Indexing Method	Syntax	Return Type	Use Case
Basic indexing	`arr[i]`, `arr[i, j]`	Element value	Get a single element
Slicing	`arr[start:stop:step]`	View	Get a continuous region
Boolean indexing	`arr[arr > 5]`	Copy	Conditional filtering
Fancy indexing	`arr[[1, 3, 5]]`	Copy	Get non-contiguous positions

Practice

Exercise 1: Basic Slicing

arr = np.arange(1, 21)  # [1, 2, 3, ..., 20]

# 1. Get the first 5 elements
# 2. Get all elements at odd positions (indices 1, 3, 5, ...)
# 3. Get the last 3 elements
# 4. Reverse the array

Exercise 2: 2D Slicing

matrix = np.arange(1, 26).reshape(5, 5)
print(matrix)
# [[ 1  2  3  4  5]
#  [ 6  7  8  9 10]
#  [11 12 13 14 15]
#  [16 17 18 19 20]
#  [21 22 23 24 25]]

# 1. Get the middle 3×3 submatrix
# 2. Get all elements in the second column
# 3. Get the diagonal elements [1, 7, 13, 19, 25] (hint: use fancy indexing)
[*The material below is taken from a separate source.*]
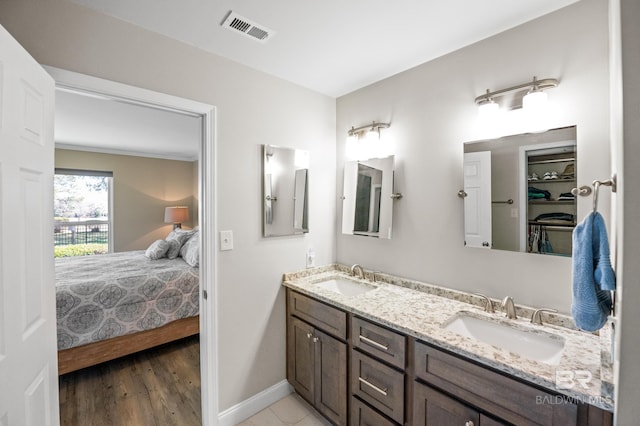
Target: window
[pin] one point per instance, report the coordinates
(82, 212)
Exercise 3: Boolean Indexing in Practice

# Math scores for 20 students in a class
math_scores = np.array([
    78, 92, 65, 88, 45, 95, 72, 81, 56, 90,
    83, 67, 94, 73, 85, 60, 98, 77, 69, 87
])

# 1. Find all failing scores (< 60)
# 2. Find all scores between 80 and 90 (inclusive)
# 3. Compute the average score of passing students
# 4. Change all failing scores to 60
# 5. Compute the updated average score

Reference implementation and walkthrough

Typical slice answers are arr[:5] for the first five values, arr[1::2] for even positions in one-based wording, arr[-3:] for the last three values, and arr[::-1] for reverse order.
For a 5 by 5 matrix, matrix[1:4, 1:4] selects the center 3 by 3 block, matrix[:, 1] selects the second column, and matrix[np.arange(5), np.arange(5)] selects the main diagonal.
For score filtering, keep the original data unchanged, then create a copied array before replacing failing scores with 60. This avoids hiding the raw evidence.